Eighteen years ago, Dennis Rodman appeared on the cover of Sports Illustrated for the first time with a parrot on his tattoed arm. This week, Sports Illustrated unveiled the cover for its upcoming "Where Are They Now" issue and paid homage to that first Rodman cover by replacing the parrot with an American Eagle spreading its wings and a headline that reads, "Free Bird: Dennis Rodman Tries To Save The World One After-Party At A Time."

That sound you hear when you walk past the newstand this week will be nationwide groans. It shouldn't be that hard to find Rodman. He's been everywhere from North Korea to the Sunday political talk show scene and now the cover of SI. Hopefully, this week's cover will be the last we hear from him for a while. Unfortunately, based on excerpts he's primed to ride this wave of populatiry until it dies out.

Via SI.com:

“Fact is, he hasn’t bombed anywhere he’s threatened to yet. Not South Korea, not Hawaii, not … whatever. People say he’s the worst guy in the world. All I know is Kim told me he doesn’t want to go to war with America. His whole deal is to talk basketball with Obama. Unfortunately, Obama doesn’t want to have anything to do with him. I ask, Mr. President, what’s the harm in a simple phone call? This is a new age, man. Come on, Obama, reach out to Kim and be his friend.”

Rodman plans to return to North Korea in August. “I’m just gonna chill, play some basketball and maybe go on vacation with Kim and his family,” Rodman says. “I’ve called on the Supreme Leader to do me a solid by releasing Kenneth Bae.” The Korean-American missionary was recently sentenced to 15 years of hard labor on charges that he tried to topple the North Korean regime. He’d organized tours into the isolated state.

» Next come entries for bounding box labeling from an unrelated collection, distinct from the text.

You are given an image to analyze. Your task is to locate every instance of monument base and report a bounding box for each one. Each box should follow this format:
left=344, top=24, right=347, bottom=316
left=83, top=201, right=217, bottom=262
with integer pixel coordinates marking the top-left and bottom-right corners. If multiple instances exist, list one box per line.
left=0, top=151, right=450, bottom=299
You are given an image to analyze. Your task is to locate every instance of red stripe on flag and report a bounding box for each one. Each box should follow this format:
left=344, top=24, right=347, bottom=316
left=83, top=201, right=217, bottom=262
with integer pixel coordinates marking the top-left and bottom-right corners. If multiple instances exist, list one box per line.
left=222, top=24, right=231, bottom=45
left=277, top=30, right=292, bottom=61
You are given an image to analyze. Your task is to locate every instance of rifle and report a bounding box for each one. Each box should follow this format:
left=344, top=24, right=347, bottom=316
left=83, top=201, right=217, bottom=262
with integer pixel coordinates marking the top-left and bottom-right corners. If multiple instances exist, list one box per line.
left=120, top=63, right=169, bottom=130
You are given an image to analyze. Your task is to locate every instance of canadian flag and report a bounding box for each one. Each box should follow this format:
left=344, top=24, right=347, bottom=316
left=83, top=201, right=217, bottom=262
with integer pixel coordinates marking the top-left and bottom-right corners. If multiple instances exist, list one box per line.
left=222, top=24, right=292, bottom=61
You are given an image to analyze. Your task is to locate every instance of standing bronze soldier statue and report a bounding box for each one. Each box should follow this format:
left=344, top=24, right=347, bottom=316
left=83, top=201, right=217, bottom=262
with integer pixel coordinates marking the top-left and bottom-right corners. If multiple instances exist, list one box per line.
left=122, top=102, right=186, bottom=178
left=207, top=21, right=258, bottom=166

“My mission is to break the ice between hostile countries,” Rodman says. “Why it’s been left to me to smooth things over, I don’t know. Dennis Rodman, of all people. Keeping us safe is really not my job; it’s the black guy’s [Obama's] job. But I’ll tell you this: If I don’t finish in the top three for the next Nobel Peace Prize, something’s seriously wrong.”